Nous ne pouvions envisager ce festival sans rendre hommage à Aharon Appelfeld, qui laisse derrière lui une œuvre immense, tissée de mémoire et de questionnements. Son souvenir sera évoqué à la Maison de la Poésie, en compagnie de sa traductrice Valérie Zenatti, de son éditeur Olivier Cohen, et de la philosophe Catherine Chalier.

Il nous a également paru essentiel de rendre hommage à Ronit Matalon, romancière magnifique disparue tragiquement en décembre dernier. Des extraits de son dernier roman ‘Et la mariée ferma la porte’, qui paraît en France en octobre, seront notamment lus par la comédienne Marianne Denicourt à la Société des Gens de Lettres.
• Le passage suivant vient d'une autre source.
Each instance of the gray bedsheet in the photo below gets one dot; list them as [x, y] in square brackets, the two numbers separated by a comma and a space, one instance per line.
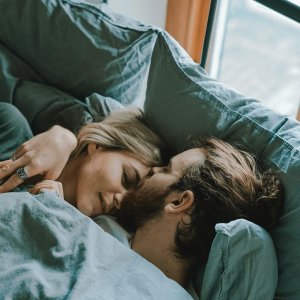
[49, 250]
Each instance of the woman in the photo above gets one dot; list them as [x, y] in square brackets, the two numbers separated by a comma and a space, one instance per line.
[111, 158]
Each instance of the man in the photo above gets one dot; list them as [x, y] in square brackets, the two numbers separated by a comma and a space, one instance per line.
[175, 210]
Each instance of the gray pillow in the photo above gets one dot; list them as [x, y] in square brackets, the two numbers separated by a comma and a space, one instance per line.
[242, 264]
[183, 102]
[78, 47]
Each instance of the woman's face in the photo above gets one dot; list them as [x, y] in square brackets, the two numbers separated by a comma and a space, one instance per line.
[104, 177]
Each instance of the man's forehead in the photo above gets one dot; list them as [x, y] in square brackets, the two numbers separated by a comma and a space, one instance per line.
[180, 161]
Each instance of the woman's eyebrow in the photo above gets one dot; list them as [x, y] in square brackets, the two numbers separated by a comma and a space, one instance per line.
[137, 175]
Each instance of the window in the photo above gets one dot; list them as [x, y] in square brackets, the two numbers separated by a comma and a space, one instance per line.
[256, 51]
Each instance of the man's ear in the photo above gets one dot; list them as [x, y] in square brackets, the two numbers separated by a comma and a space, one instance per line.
[92, 148]
[179, 202]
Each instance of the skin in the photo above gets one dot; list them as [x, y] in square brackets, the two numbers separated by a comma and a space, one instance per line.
[154, 240]
[96, 181]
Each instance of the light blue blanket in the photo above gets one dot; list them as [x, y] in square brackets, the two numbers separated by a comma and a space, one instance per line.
[49, 250]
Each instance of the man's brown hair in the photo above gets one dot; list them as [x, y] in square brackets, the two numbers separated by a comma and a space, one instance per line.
[227, 186]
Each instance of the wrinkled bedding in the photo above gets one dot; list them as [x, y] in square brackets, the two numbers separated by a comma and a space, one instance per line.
[49, 250]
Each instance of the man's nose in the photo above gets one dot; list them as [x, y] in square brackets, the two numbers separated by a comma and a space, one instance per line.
[118, 198]
[156, 170]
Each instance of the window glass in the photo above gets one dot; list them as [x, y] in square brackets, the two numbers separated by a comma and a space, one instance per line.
[257, 51]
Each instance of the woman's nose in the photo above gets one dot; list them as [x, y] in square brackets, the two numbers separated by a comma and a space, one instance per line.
[118, 199]
[156, 170]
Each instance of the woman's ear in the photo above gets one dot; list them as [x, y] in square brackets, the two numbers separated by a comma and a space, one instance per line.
[92, 148]
[178, 202]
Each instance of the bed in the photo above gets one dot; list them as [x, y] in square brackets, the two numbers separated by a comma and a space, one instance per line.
[70, 63]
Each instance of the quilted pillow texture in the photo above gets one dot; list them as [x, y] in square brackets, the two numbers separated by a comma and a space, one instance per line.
[79, 48]
[183, 102]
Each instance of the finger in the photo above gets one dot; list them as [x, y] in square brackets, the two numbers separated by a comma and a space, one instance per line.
[5, 162]
[14, 180]
[19, 152]
[11, 168]
[11, 183]
[51, 190]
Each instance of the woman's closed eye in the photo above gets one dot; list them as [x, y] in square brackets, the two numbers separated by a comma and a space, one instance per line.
[126, 181]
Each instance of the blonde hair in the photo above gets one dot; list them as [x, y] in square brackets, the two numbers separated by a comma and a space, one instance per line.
[124, 129]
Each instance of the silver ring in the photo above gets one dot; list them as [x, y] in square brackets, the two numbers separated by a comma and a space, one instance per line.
[22, 173]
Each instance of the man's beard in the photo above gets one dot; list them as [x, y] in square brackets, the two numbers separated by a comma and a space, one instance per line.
[142, 205]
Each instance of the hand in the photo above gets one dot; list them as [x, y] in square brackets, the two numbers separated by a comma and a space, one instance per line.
[45, 154]
[48, 185]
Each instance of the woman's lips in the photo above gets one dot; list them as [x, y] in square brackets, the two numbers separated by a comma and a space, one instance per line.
[103, 205]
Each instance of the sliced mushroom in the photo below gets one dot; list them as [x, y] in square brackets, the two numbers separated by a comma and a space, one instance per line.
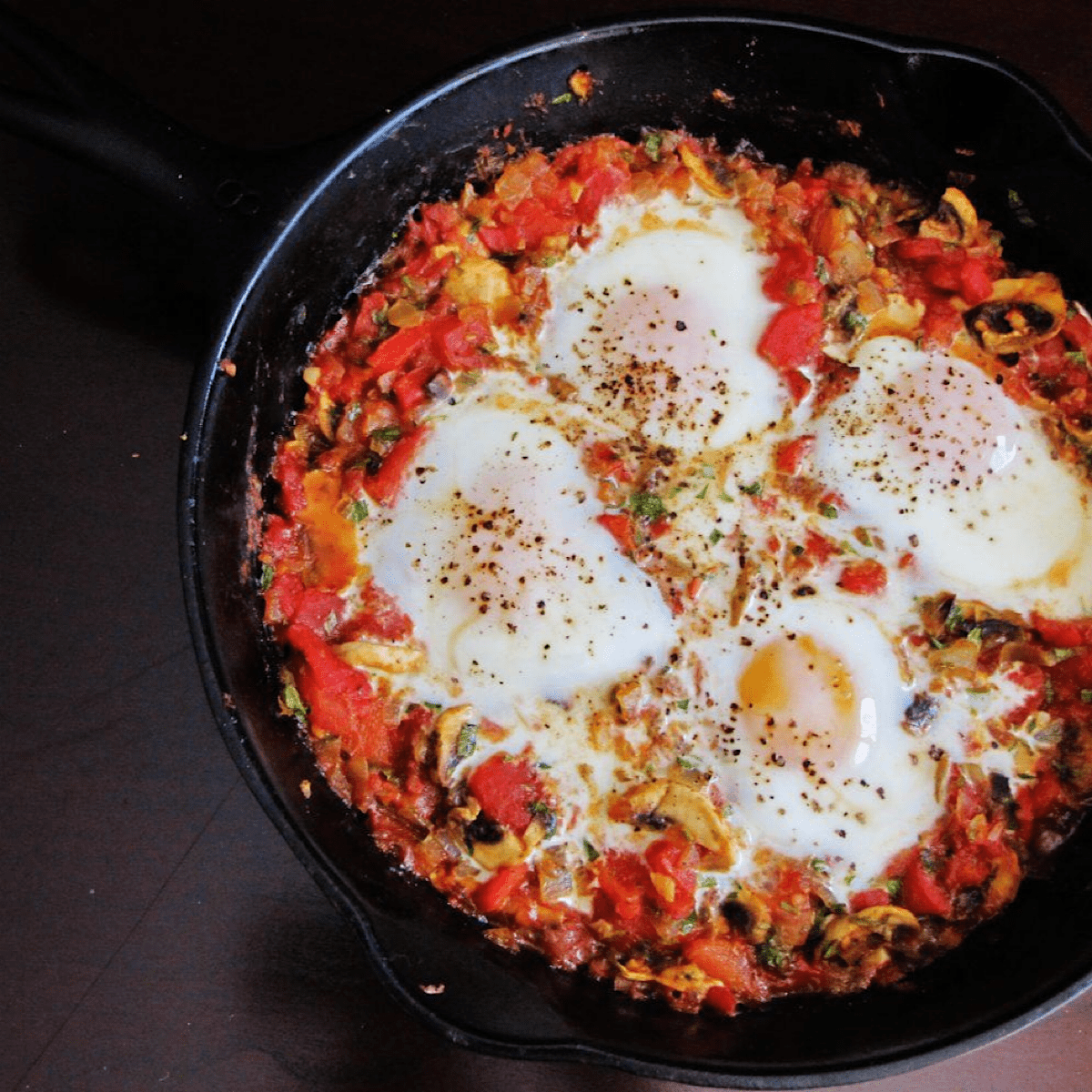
[856, 938]
[396, 659]
[452, 727]
[480, 281]
[660, 803]
[751, 913]
[1021, 312]
[955, 219]
[494, 855]
[703, 175]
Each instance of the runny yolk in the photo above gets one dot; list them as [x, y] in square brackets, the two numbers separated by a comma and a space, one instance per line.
[798, 703]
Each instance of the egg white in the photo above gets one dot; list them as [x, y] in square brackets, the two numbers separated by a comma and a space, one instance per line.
[529, 611]
[926, 449]
[496, 555]
[656, 325]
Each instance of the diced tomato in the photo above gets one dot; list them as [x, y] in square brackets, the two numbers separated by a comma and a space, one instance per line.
[672, 864]
[507, 787]
[385, 485]
[342, 702]
[819, 549]
[874, 896]
[501, 238]
[921, 891]
[622, 527]
[604, 462]
[920, 249]
[976, 284]
[607, 181]
[793, 279]
[319, 611]
[1038, 800]
[793, 339]
[729, 960]
[399, 349]
[379, 616]
[970, 866]
[1062, 634]
[625, 882]
[791, 454]
[409, 389]
[495, 894]
[460, 342]
[866, 577]
[282, 598]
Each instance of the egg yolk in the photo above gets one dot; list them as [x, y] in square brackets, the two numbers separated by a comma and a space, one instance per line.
[798, 703]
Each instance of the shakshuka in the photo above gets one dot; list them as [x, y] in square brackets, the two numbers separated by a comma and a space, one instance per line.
[686, 563]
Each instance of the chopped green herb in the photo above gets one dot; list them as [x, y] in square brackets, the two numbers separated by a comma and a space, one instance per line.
[648, 506]
[467, 742]
[545, 814]
[773, 955]
[292, 702]
[854, 321]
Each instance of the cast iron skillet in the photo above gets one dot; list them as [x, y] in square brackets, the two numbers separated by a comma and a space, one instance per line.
[314, 222]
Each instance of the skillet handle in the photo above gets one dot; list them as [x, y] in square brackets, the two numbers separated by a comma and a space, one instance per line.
[230, 200]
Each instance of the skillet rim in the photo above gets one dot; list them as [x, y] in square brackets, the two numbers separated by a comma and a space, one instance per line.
[208, 380]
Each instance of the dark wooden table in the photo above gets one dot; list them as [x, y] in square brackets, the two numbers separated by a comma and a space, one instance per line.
[156, 933]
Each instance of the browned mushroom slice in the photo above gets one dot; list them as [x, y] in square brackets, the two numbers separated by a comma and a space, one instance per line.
[1021, 312]
[955, 219]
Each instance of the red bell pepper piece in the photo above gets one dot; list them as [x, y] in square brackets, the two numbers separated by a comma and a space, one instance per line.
[793, 339]
[507, 787]
[921, 891]
[620, 525]
[492, 895]
[385, 485]
[866, 577]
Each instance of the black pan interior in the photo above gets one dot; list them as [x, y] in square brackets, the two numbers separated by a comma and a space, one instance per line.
[906, 112]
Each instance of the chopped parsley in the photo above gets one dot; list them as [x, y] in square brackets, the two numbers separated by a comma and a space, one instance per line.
[647, 506]
[653, 142]
[467, 742]
[293, 703]
[545, 814]
[387, 435]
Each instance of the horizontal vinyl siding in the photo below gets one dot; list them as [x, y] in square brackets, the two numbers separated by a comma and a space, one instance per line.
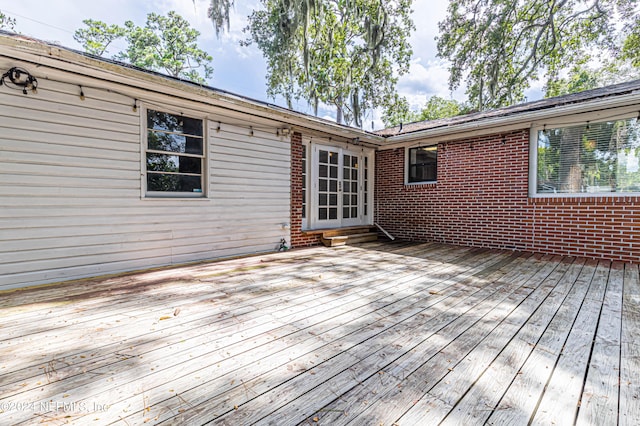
[70, 189]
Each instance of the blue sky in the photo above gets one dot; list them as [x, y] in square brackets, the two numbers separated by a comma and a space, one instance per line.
[237, 69]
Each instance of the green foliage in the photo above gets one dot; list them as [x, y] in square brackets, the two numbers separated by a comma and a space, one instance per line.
[398, 111]
[218, 12]
[497, 47]
[165, 43]
[7, 22]
[97, 37]
[631, 44]
[438, 107]
[343, 53]
[578, 80]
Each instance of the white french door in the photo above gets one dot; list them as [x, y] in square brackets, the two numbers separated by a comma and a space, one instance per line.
[339, 182]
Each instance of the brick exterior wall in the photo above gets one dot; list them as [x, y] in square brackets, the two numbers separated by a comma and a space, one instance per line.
[298, 238]
[481, 200]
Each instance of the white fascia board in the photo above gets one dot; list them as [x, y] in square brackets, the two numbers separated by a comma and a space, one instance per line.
[42, 54]
[582, 111]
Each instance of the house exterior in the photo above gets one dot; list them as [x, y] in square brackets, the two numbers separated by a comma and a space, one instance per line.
[107, 168]
[558, 176]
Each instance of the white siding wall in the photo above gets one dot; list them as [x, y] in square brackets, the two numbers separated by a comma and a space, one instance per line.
[70, 189]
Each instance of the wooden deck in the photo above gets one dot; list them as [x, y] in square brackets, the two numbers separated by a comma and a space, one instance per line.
[376, 334]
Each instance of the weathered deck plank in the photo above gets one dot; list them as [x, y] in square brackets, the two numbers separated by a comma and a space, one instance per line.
[600, 395]
[480, 401]
[559, 403]
[630, 349]
[369, 334]
[522, 396]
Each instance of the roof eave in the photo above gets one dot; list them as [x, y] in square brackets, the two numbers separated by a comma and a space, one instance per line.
[520, 120]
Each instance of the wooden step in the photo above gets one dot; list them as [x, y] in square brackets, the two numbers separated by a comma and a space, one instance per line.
[334, 237]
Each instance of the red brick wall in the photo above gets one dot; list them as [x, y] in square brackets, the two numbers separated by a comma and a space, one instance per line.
[481, 199]
[298, 238]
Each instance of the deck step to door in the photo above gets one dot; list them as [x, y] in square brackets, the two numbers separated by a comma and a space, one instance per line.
[340, 237]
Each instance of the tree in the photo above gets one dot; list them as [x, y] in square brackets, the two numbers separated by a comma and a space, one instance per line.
[437, 107]
[7, 22]
[398, 111]
[498, 47]
[631, 44]
[344, 53]
[97, 37]
[165, 43]
[578, 80]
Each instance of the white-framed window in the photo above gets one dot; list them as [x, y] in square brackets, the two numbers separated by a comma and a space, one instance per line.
[587, 158]
[422, 164]
[174, 155]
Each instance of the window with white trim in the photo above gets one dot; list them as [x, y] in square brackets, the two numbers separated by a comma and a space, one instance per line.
[602, 157]
[423, 164]
[174, 155]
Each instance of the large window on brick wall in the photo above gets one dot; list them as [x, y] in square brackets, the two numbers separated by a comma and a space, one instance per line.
[589, 158]
[422, 164]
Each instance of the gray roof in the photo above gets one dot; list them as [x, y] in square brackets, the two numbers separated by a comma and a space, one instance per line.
[542, 104]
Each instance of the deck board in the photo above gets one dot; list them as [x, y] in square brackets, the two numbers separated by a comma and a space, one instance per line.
[376, 333]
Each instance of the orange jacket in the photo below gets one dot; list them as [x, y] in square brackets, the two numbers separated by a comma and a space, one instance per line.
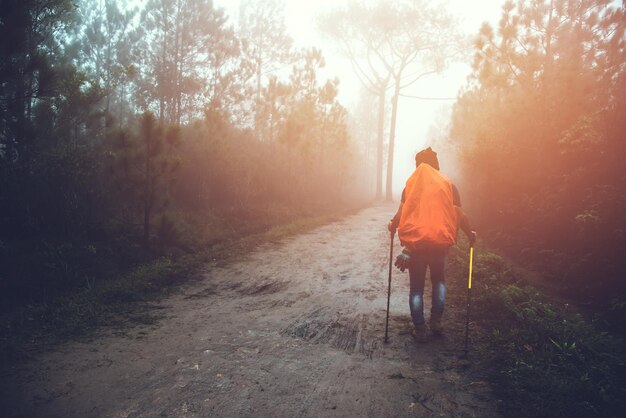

Cette dernière accueillera également une soirée consacrée à la poétesse Rachel et à son héritage poétique, en présence notamment de poètes israéliens contemporains.

Ronit Matalon (Crédit : autorisation Joseph Hirsch)

Quels lieux accueilleront le Festival ?

A Paris, le festival retrouvera la Maison de la Poésie, la Société des Gens de Lettres et le Musée d’art et d’histoire du Judaïsme, partenaires et soutiens de la première heure, et proposera des rencontres dans un grand nombre de bibliothèques parisiennes, en partenariat avec Bibliocité.

D’autres rendez-vous auront lieu à la Bibliothèque nationale de France, à l’Espace Culturel et Universitaire Juif d’Europe ou sur la péniche Le Café Barge.

La grande nouveauté de cette année sera l’ouverture du festival hors des frontières de Paris, avec plusieurs rencontres programmées à Strasbourg et Montpellier, et les trois jours de colloque entre la Sorbonne Nouvelle et les universités de Lille et Aix-Marseille.

Difficile d’évoquer une manifestation israélienne sans suspecter l’existence de pressions. Qu’en est-il ?

Vous l’avez dit, tout événement lié à Israël déclenche immanquablement les passions, et la Saison France-Israël ne déroge pas à la règle.

Le festival avait été, les années précédentes, épargné par les pressions… Est-ce à dire que nous avions raté notre travail de communication ? Nous espérons que la littérature demeurera le territoire du dialogue, de la tentative de comprendre l’autre et le monde.

Et nous sommes heureux que le festival donne à entendre les voix essentielles d’Amos Oz, David Grossman et Zeruya Shalev, et favorise les échanges entre auteurs israéliens et français, mais aussi libanais et irakiens, comme ce fut le cas lors de ses précédentes éditions.

Amos Oz, chez lui à Tel Aviv, évoquant ‘Judas,’ son dernier roman publié en anglais en september 2016 (Crédit : Jessica Steinberg/Times of Israel)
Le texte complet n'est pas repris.